Alex Huber war wieder am Boden seiner Realität gelandet. Und weil das Leben von der Substanz ebenfalls ein Ende nahm, passierte diese Landung recht unsanft. Heute bezeichnet der gelernte Sanitärmonteur die Tatsache, dass all seine kriminellen Handlungen nie negative Folgen für ihn nach sich zogen, als «schwachen Trost». Und ihm ist sehr wohl bewusst, dass viele Geschädigte zurückbleiben.

Der Moment, als er im Jahr 2000 wieder einen Neubeginn mit «ehrlicher Arbeit» startete, sei hart gewesen. Zu seiner Vergangenheitsbewältigung gehörte auch die Preisgabe seines mehrjährigen, fast skurril anmutenden Abschnitts der Lebensgeschichte. Im Buch «Alex – Adrenalin pur!» von 2001 beschreibt Damaris Kofmehl seinen damaligen Wirkungskreis.

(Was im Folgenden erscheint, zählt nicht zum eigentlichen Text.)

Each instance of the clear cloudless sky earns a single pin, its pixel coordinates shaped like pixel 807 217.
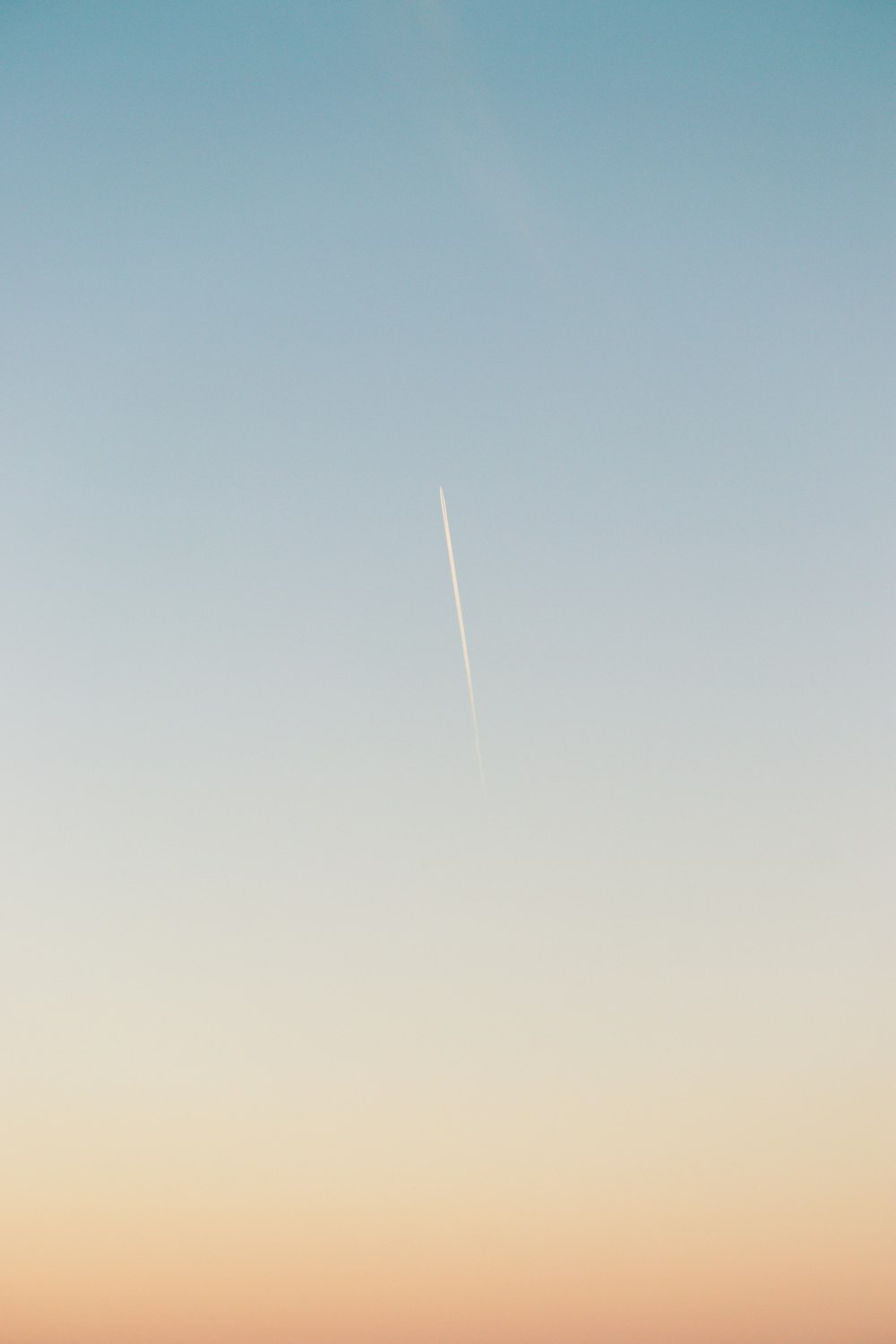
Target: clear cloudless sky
pixel 304 1043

Von Asperger-Syndrom betroffen

Alex Huber blieb der Sprung auf die Sonnenseite des Lebens aber weiter verwehrt. Auf einige Monate mit Beschäftigungen als Verkäufer von Sanitärmaterial folgten erneut arbeitslose Abschnitte. Zwischenzeitlich führte ihn sein Weg auch zur Kunst. Mit «Learning by doing» und dem Rohmaterial Eisen schuf er Figuren aller Art. Eine dieser Skulpturen steht heute noch beim Spycher in Wikon. Als im Jahr 2008 die Finanzkrise begann, brach der Verkauf aber schlagartig ein.

Seit 2010 weiss Alex Huber zudem, dass er vom Asperger-Syndrom betroffen ist. Gemäss Wikipedia ist dies eine Entwicklungsstörung innerhalb des Autismusspektrums, die vor allem durch Schwächen in den Bereichen der sozialen Interaktion und Kommunikation gekennzeichnet ist sowie von eingeschränkten und stereotypen Aktivitäten und Interessen bestimmt wird. Er könne nur in Bildern denken, sagt der 44-Jährige dazu.

Obwohl ihn diese Beeinträchtigung im täglichen Leben einschränkt und die Invalidenversicherung beabsichtigt, ihm eine Umschulung anzubieten: Der Wikoner will sich damit nicht abfinden. Ermutigt durch die Feststellung, dass ihm der Verkauf von alten, nicht mehr gebrauchten Gegenständen über Internetplattformen liegt, glaubt er endlich das passende Tätigkeitsfeld gefunden zu haben. Eines, das ihm endlich die berufliche Befriedigung bringt.